| 研究実績の概要 |
The first year of JSPS Research Scholarship on perovskite FAPbI3 quantum dot solar cells has resulted in significant accomplishments. These include the successful setup of the instrumentation for synthesis, optimization of the spin coating process to achieve homogeneous films, exploration and optimization of synthesis protocols leading to improved Voc and higher PLQY, and surface engineering of quantum dots through a femtosecond laser generated plasma. The upcoming paper submissions to peer-reviewed journals and presentations at international conferences will provide an opportunity to disseminate these findings to the wider scientific community. The insights gained from this research will contribute to the ongoing development of perovskite solar cell technology, facilitating its potential for practical applications.

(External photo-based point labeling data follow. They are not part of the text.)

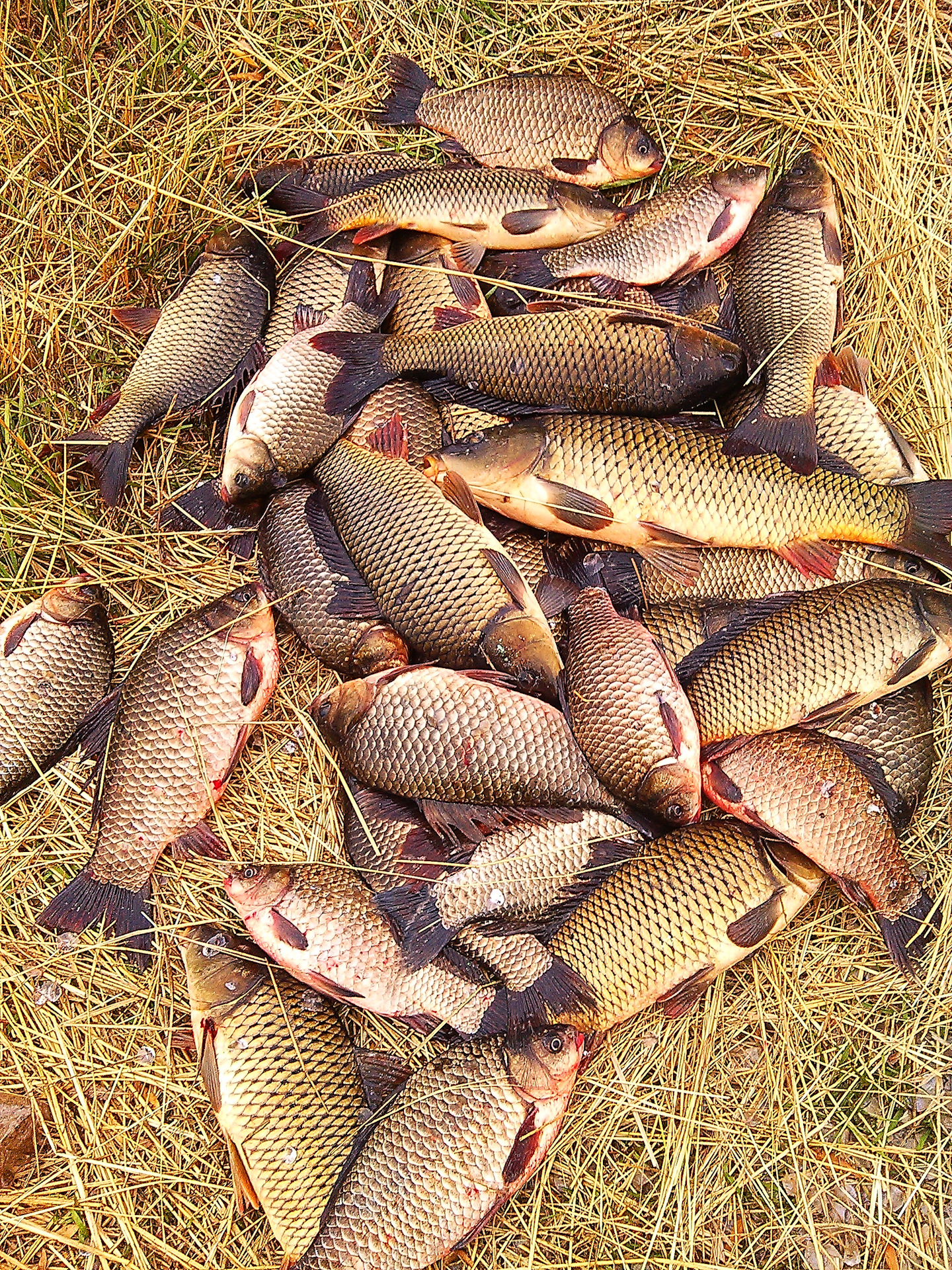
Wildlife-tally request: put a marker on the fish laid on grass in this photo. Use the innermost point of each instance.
(56, 662)
(836, 808)
(666, 489)
(171, 737)
(560, 125)
(459, 1141)
(204, 345)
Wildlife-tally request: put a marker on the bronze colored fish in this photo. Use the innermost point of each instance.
(204, 345)
(172, 736)
(663, 926)
(786, 295)
(56, 661)
(807, 790)
(459, 1141)
(560, 125)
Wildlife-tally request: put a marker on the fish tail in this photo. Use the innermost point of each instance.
(85, 900)
(107, 460)
(791, 437)
(409, 83)
(416, 917)
(364, 370)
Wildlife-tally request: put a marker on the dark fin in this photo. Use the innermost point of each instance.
(382, 1075)
(912, 663)
(16, 633)
(83, 901)
(678, 1001)
(444, 318)
(107, 460)
(416, 916)
(251, 679)
(201, 840)
(791, 437)
(754, 926)
(364, 370)
(408, 85)
(290, 934)
(509, 575)
(459, 493)
(140, 321)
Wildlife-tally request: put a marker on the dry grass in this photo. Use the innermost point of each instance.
(808, 1105)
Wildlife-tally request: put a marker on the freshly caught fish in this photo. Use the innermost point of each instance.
(560, 125)
(303, 572)
(662, 927)
(898, 732)
(204, 345)
(171, 737)
(448, 738)
(457, 1142)
(282, 1079)
(629, 713)
(816, 657)
(56, 661)
(848, 425)
(663, 239)
(666, 489)
(475, 207)
(807, 790)
(619, 361)
(319, 922)
(438, 575)
(786, 295)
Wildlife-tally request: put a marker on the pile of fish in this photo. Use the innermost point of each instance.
(590, 531)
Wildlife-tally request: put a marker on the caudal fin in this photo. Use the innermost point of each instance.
(791, 437)
(408, 85)
(364, 370)
(85, 900)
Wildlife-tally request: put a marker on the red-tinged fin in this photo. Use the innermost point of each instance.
(756, 925)
(85, 900)
(408, 83)
(678, 1001)
(139, 321)
(811, 556)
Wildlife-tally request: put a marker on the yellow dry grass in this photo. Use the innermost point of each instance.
(804, 1114)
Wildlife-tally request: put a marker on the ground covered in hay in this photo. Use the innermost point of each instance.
(804, 1114)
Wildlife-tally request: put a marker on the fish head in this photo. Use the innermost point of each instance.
(546, 1064)
(626, 151)
(492, 460)
(254, 887)
(248, 469)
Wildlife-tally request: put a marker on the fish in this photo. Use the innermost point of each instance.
(459, 1141)
(434, 572)
(814, 658)
(204, 346)
(168, 741)
(319, 922)
(848, 423)
(476, 208)
(666, 925)
(666, 238)
(460, 743)
(56, 662)
(666, 489)
(282, 1078)
(627, 710)
(834, 808)
(898, 732)
(786, 298)
(302, 574)
(563, 126)
(621, 361)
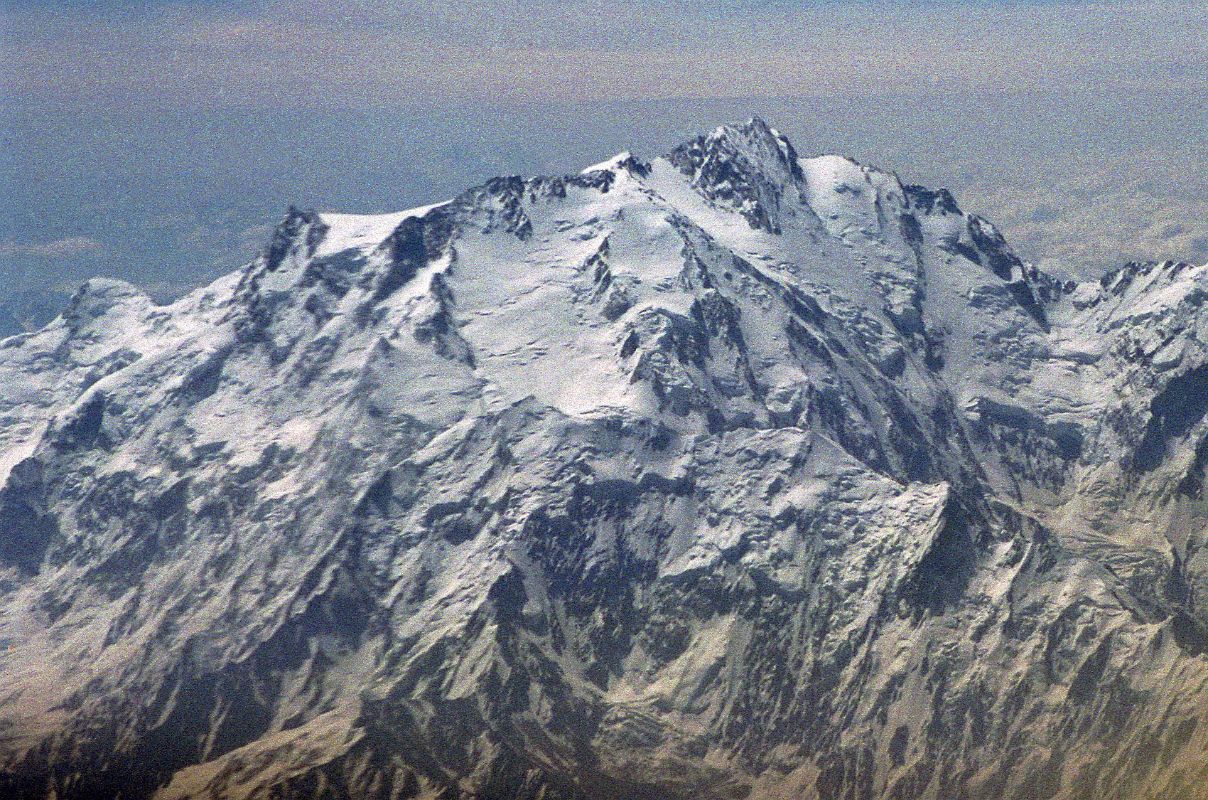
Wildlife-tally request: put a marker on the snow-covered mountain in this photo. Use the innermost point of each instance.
(731, 474)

Surface engineering of quantum dots was achieved through the utilization of a femtosecond laser generated plasma. This technique allowed for precise adlayer deposition of a thin quantum dot layer in a FAPI perovskite solar cell. The surface-engineered quantum dots demonstrated enhanced power conversion efficiency (PCE) and short-circuit current (Isc), indicating improved device performance. Furthermore, indications of a longer lifetime were observed, suggesting increased stability. These significant results will also be presented at upcoming international conferences and published in peer-reviewed journals, showcasing the advancements made in surface engineering techniques for quantum dot solar cells.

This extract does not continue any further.